Taking a more holistic view, I’ve favored corporates (both high-yield and investment-grade) over Treasurys for a while, as spreads have continued to tighten since early 2016. However, as spreads continue to hover near their lows, increased spread duration becomes a concern in case that tightening trend reverses.
While I don’t think spread duration can be reduced significantly given the low-yield environment, diversifying this risk may be of value, such as moving high-yield corporate exposure into emerging market debt via ETFs such as the Vanguard Emerging Markets Government Bond ETF (VWOB).
I’m also taking a closer look at the growing number of smart-beta fixed-income ETFs. While many of these are in their infancy, getting a gauge on performance differentials will take some time. However, based on analysis of the index methodology, there are a few names that seem like very interesting substitutes or complements to the traditionally weighted ETFs.
Taking an even larger viewpoint, moving out of the realm of traditional fixed-income investing—and it’s seemingly increased equity correlation from the addition of spread duration and more equitylike exposure—it’s worth looking into adding noncorrelated asset classes into the mix, particularly liquid alternatives.

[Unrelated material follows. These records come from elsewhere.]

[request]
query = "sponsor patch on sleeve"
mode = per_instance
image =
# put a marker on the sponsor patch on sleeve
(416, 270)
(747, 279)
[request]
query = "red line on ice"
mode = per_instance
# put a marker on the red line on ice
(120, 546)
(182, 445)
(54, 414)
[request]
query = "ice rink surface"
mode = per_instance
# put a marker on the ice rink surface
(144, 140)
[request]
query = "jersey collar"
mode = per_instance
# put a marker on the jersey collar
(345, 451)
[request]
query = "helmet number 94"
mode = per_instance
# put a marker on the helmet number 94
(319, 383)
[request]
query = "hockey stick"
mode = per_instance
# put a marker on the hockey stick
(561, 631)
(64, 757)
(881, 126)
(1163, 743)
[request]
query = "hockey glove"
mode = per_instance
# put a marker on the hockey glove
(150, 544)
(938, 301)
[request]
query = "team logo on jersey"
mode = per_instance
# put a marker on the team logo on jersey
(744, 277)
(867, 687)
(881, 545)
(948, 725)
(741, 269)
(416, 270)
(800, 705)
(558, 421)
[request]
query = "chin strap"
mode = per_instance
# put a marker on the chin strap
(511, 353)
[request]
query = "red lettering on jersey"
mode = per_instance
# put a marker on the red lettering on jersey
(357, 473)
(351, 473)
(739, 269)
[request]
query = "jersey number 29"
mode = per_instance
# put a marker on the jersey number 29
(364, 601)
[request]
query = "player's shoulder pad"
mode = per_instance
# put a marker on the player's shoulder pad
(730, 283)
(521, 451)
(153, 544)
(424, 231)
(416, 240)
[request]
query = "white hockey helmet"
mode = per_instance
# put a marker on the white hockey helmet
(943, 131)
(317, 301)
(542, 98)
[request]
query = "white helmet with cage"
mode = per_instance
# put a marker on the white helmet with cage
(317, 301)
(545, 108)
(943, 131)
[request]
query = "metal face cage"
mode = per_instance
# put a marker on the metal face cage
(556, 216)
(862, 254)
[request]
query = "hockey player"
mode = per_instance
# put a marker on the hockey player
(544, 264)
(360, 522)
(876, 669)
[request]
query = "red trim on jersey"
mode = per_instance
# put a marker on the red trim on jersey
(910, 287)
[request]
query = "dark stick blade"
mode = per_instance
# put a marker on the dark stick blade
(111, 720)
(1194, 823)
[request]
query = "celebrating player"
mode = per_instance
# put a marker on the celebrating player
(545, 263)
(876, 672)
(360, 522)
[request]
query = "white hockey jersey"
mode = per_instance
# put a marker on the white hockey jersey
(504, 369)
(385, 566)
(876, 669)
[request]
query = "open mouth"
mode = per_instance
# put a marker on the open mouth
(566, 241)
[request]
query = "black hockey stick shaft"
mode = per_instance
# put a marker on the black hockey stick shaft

While there are a handful of alternative names in the ETF space, I feel this may be one area where looking at mutual funds as a complement to a broader ETF portfolio may be of benefit. This may require further analysis of the landscape as alternative exposure can vary widely, but there are solid names in the mutual fund space that can offer a fixed-incomelike return stream with the diversifying benefit of lower correlations to traditional fixed income.